Expression status and prognostic significance of mammalian target of rapamycin pathway members in urothelial carcinoma of urinary bladder after cystectomy

• Published in: Cancer Vol. 116; no. 23; pp. 5517 - 5526
• Main Authors: Schultz, Luciana, Albadine, Roula, Hicks, Jessica, Jadallah, Sana, DeMarzo, Angelo M., Chen, Ying‐Bei, Neilsen, Matthew E., Gonzalgo, Mark L., Sidransky, David, Schoenberg, Mark, Netto, George J.
• Format: Journal Article
• Language: English
• Published: Hoboken Wiley Subscription Services, Inc., A Wiley Company 01.12.2010; Wiley-Blackwell
• Subjects: 4E‐BP1; Aged; Akt; Biological and medical sciences; Biomarkers, Tumor - metabolism; bladder; Cancer; Cystectomy; c‐myc; Female; Histology; Humans; lymph nodes; Male; mammalian target of rapamycin; Medical sciences; Middle Aged; migration; Morbidity; Mortality; Nephrology. Urinary tract diseases; p27; phosS6; Prognosis; Pten; Signal Transduction; survival; Tissue Array Analysis; TOR Serine-Threonine Kinases - metabolism; Tumors; Tumors of the urinary system; urinary bladder; Urinary Bladder Neoplasms - metabolism; Urinary Bladder Neoplasms - surgery; Urinary tract. Prostate gland; urothelial carcinoma; Urothelium; KIP1 Gene; Prognosis; c-myc; Transitional cell carcinoma; Cancerology; phosS6; Urinary bladder; Surgery; PTEN Gene; Protooncogene; Tumor suppressor gene; Urinary system disease; Akt protein kinase; Urinary tract disease; Malignant tumor; Akt; Pten; Baldder transitional cell carcinoma; Cystectomy; Treatment; urothelial carcinoma; Urinary system; p27; C-Onc gene; Mammalian target of rapamycin; bladder; myc Gene; Bladder disease; 4E-BP1; Cancer
• ISSN: 0008-543X; 1097-0142; 1097-0142
• DOI: 10.1002/cncr.25502

BACKGROUND: Bladder urothelial carcinoma has high rates of mortality and morbidity. Identifying novel molecular prognostic factors and targets of therapy is crucial. Mammalian target of rapamycin (mTOR) pathway plays a pivotal role in establishing cell shape, migration, and proliferation. METHODS: Tissue microarrays were constructed from 132 cystectomies (1994‐2002). Immunohistochemistry was performed for Pten, c‐myc, p27, phosphorylated (phos)Akt, phosS6, and 4E‐BP1. Markers were evaluated for pattern, percentage, and intensity of staining. RESULTS: Mean length of follow‐up was 62.6 months (range, 1‐182 months). Disease progression, overall survival (OS), and disease‐specific survival (DSS) rates were 42%, 60%, and 68%, respectively. Pten showed loss of expression in 35% of bladder urothelial carcinoma. All markers showed lower expression in invasive bladder urothelial carcinoma compared with benign urothelium with the exception of 4E‐BP1. Pten, p27, phosAkt, phosS6, and 4E‐BP1 expression correlated with pathologic stage (pathological stage; P<.03). Pten, 4E‐BP1, and phosAkt expression correlated with divergent aggressive histology and invasion. phosS6 expression inversely predicted OS (P = .01), DSS (P = .001), and progression (P = .05). c‐myc expression inversely predicted progression (P = .01).
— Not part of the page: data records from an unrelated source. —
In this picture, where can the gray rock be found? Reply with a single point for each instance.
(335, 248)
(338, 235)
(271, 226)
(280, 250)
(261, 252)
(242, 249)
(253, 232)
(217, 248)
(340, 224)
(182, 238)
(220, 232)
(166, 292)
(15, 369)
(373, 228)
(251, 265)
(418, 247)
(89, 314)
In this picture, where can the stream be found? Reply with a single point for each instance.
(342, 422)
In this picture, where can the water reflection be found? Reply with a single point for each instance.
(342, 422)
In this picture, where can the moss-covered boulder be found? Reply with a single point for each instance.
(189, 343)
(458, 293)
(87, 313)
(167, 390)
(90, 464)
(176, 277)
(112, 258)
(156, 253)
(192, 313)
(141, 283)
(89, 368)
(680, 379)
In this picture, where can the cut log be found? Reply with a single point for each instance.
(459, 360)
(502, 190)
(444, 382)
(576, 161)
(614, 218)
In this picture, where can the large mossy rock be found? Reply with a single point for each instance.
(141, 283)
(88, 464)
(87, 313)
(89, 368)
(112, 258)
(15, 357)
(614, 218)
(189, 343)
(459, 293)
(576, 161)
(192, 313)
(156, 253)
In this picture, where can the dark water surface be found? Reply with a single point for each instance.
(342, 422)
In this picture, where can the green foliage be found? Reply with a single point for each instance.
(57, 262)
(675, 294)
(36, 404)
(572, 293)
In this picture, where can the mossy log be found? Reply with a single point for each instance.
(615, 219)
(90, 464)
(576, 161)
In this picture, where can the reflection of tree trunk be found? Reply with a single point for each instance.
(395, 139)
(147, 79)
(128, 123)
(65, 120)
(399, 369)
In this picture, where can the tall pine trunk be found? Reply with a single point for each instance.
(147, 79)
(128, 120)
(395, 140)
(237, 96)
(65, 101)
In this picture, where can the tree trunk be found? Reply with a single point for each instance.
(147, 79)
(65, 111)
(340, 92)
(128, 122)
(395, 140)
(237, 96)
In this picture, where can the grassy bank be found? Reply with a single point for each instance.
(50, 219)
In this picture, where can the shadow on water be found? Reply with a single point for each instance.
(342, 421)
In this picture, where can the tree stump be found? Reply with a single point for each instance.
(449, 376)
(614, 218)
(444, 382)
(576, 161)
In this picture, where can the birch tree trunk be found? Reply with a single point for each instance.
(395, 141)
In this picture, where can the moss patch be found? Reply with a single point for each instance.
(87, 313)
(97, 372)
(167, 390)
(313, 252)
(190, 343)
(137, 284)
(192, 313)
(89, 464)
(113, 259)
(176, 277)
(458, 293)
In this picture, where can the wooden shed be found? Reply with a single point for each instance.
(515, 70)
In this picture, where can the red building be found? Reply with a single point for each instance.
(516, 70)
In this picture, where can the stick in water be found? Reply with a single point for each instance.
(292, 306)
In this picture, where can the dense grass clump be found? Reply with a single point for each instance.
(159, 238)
In a multivariate analysis model that included TNM stage grouping, divergent aggressive histology, concomitant carcinoma in situ, phosS6, and c‐myc expression, phosS6 was an independent predictor of DSS (P = .03; hazard ratio [HR], −0.19), whereas c‐myc was an independent predictor of progression (P = .02; HR, −0.38). In a second model substituting organ‐confined disease and lymph node status for TNM stage grouping, phosS6 and c‐myc remained independent predictors of DSS (P = .03; HR, −0.21) and progression (P = .03; HR, −0.34), respectively. CONCLUSIONS: We found an overall down‐regulation of mTOR pathway in bladder urothelial carcinoma. phosS6 independently predicted DSS, and c‐myc independently predicted progression. Cancer 2010. © 2010 American Cancer Society. Mammalian target of rapamycin pathway was overall down‐regulated in urothelial carcinoma. Phosphorylated S6 protein was an independent predictor of disease‐specific survival, and c‐myc was an independent predictor of progression.